段令闻还想要说些什么,却被覆住了唇,所有的轻吟被吞入腹中,只有细碎的低喘从齿缝溢了出来。
…………
经过这么一遭,三日后,景家军进攻秋泽县时,段令闻只能在营中养着伤。
营寨顿时空寂了许多,只余下必要的守军和伤兵。
段令闻站在一处望台,远远地看着秋泽县起了烽火,或许,此时,县内已经是一阵厮杀。
他看得出神,连旁边站了一个人也没有察觉到。
直至陈焕忽然出声:“段公子。”
段令闻猛地回神,才发现陈焕不知何时已静立在身侧,也正眺望着秋泽县方向。
“……陈参事。”段令闻微诧了一下。
“你倒也不必太过担心,看这势头,景将军应是已攻入城内了,不出半日,便能攻下秋泽县。
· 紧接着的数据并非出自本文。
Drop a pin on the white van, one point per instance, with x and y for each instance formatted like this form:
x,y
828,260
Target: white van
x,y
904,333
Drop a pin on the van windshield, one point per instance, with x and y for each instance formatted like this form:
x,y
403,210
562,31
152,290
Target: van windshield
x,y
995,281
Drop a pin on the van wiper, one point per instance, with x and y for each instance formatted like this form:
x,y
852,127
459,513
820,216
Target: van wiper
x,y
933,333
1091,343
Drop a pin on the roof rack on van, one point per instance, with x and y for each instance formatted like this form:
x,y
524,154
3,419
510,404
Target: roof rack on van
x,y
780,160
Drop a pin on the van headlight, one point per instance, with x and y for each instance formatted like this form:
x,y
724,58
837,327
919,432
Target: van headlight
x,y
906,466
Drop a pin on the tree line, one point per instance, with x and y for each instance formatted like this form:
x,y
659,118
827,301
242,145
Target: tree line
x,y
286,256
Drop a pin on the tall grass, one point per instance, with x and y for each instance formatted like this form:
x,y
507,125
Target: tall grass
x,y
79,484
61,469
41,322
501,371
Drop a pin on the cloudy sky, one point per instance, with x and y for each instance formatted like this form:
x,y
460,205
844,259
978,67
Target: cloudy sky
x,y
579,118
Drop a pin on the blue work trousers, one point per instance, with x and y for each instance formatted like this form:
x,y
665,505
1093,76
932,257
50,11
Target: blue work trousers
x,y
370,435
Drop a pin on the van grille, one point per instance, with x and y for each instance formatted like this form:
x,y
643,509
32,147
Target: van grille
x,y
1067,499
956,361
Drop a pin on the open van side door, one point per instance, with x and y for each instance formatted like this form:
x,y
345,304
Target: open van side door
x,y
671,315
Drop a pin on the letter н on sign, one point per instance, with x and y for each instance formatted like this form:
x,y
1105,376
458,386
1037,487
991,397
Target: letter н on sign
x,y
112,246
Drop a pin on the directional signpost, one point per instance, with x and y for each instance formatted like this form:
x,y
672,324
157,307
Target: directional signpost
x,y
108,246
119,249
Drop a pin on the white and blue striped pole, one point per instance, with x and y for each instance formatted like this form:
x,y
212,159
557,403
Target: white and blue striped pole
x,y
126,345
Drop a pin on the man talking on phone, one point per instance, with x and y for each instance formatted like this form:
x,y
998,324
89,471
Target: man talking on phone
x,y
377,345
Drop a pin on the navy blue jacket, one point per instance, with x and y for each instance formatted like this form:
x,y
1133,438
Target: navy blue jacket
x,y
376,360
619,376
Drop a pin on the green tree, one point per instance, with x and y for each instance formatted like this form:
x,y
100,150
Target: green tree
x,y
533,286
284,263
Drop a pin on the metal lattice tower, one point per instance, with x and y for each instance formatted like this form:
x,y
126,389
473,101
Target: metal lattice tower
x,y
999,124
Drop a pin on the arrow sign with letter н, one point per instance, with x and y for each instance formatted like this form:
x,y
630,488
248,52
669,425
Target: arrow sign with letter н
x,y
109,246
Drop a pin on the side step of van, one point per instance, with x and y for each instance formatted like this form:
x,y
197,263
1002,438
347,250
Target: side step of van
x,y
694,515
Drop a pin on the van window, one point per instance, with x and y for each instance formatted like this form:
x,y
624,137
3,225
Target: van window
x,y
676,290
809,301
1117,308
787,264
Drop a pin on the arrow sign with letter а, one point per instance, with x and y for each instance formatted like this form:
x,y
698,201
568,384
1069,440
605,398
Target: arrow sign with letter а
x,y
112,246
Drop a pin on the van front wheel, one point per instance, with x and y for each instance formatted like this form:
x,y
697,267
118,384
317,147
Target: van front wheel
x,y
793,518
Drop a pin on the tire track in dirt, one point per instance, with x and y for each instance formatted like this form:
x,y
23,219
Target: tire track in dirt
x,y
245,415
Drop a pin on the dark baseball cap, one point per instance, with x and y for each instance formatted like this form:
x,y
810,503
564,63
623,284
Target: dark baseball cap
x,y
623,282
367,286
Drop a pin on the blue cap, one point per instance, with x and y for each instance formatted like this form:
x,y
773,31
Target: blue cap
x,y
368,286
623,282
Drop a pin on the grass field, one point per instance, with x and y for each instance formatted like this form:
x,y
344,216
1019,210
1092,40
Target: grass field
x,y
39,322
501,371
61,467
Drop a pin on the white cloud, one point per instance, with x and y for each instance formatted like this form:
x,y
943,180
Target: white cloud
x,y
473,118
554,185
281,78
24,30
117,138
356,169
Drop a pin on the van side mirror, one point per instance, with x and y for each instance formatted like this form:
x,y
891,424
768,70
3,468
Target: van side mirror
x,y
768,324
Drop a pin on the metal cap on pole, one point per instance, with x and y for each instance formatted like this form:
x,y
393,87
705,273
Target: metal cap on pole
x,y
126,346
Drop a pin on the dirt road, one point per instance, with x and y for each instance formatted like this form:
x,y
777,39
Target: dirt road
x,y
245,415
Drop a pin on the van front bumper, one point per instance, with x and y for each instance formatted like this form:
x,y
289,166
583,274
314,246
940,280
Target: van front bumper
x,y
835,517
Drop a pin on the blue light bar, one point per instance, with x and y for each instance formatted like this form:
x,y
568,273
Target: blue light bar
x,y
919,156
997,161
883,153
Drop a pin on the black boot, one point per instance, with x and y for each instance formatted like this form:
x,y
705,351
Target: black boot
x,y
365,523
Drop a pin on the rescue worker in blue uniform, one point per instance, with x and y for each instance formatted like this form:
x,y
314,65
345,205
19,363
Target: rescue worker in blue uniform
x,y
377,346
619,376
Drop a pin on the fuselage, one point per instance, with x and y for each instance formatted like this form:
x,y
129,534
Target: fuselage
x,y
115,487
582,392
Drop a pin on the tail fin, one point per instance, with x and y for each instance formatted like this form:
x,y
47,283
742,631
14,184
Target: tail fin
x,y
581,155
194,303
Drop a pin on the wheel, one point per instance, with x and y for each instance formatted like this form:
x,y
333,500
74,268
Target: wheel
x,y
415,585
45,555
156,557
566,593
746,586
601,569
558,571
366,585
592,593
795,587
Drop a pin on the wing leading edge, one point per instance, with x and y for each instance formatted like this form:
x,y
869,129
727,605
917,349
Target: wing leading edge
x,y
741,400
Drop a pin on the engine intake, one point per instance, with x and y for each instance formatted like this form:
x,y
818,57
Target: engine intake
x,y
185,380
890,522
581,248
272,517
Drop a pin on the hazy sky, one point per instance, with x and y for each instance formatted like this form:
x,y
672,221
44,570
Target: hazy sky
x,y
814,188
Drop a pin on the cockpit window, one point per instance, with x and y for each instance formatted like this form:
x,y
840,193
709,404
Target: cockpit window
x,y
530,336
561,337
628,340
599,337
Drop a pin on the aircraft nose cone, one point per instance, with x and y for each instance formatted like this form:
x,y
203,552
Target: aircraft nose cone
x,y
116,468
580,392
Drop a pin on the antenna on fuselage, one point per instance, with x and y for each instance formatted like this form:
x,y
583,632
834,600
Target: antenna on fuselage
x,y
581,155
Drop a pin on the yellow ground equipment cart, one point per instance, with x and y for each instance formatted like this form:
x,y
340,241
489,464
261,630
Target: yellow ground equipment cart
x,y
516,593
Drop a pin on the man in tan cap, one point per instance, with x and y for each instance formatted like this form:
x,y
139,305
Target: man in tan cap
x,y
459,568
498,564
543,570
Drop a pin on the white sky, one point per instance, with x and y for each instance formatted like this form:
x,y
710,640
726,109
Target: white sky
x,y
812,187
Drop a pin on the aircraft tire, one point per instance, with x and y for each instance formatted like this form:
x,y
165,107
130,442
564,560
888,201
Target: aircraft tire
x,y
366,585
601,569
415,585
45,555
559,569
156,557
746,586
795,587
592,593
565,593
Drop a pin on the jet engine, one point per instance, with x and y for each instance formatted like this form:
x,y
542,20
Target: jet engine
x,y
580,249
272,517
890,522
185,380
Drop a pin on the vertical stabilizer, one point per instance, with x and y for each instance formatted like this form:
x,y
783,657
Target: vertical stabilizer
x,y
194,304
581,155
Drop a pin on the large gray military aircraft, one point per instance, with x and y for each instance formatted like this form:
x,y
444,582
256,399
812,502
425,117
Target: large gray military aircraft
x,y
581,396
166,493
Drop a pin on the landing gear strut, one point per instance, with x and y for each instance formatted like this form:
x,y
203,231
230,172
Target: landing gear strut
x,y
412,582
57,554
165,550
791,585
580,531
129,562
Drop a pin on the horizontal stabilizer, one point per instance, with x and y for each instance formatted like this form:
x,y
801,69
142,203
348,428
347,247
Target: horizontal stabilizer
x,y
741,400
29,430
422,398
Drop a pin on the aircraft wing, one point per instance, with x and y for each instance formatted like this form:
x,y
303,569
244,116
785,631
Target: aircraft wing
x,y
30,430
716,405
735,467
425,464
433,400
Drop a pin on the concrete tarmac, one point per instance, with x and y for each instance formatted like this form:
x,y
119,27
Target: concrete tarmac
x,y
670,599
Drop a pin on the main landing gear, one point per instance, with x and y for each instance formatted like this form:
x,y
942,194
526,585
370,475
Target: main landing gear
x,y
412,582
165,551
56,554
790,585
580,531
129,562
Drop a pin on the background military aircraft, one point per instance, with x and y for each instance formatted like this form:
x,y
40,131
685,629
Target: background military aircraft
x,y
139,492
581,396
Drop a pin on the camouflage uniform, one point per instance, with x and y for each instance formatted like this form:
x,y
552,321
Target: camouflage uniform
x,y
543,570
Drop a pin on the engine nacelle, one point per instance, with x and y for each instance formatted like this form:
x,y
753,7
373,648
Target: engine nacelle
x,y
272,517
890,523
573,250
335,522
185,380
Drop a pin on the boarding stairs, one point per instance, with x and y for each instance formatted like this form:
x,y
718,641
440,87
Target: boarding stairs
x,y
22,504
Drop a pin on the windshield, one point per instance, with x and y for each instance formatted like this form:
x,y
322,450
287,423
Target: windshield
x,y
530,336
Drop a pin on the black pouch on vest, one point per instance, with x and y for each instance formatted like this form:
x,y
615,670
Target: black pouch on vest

”陈焕语气笃定,似乎一切都在他预料之中。
段令闻沉默片刻,低声道:“刀剑无眼,终究是凶险。”
陈焕闻言,转头看向他,神色中多了一丝深沉,“有一点,我很是不解……”
“什么?”段令闻没听清。
陈焕摇了摇头,最终还是没有问出来,他转移了话题,“待天下平定后,你会做什么?”
段令闻想了想,望着遥远的天际,笑着道:“如果我还活着的话,我想回段家村……”
打完天下后,功名利禄尽在眼前,却甘心放弃所有?
陈焕神色疑惑,“这乱世之中,大家择主而事,不过是为了功名,为了抱负,又或者是为了安身立命,那你呢……你是为了什么?”
闻言,段令闻怔住了,一时间竟不知如何作答。
为了什么?
他追随景谡,是因为景谡说,要与他共安天下。可这个理想抱负,于他而言,太过遥远。
在他思忖之际,陈焕笑着道:“我方才也就是随便说说的,你与景谡成了亲,自然是要追随他的。”
看来,是他太高估了段令闻。也难怪……
不说也罢,陈焕不再多言,旋即转身离去。
第29章 做梦
厮杀声停, 秋泽县上方的天空被一种紫灰色浸染。
整座城安静了下来,长街之上, 一片狼藉。地上到处是折断的兵器、散落的箭矢,还有尚未来得及处理的血洼。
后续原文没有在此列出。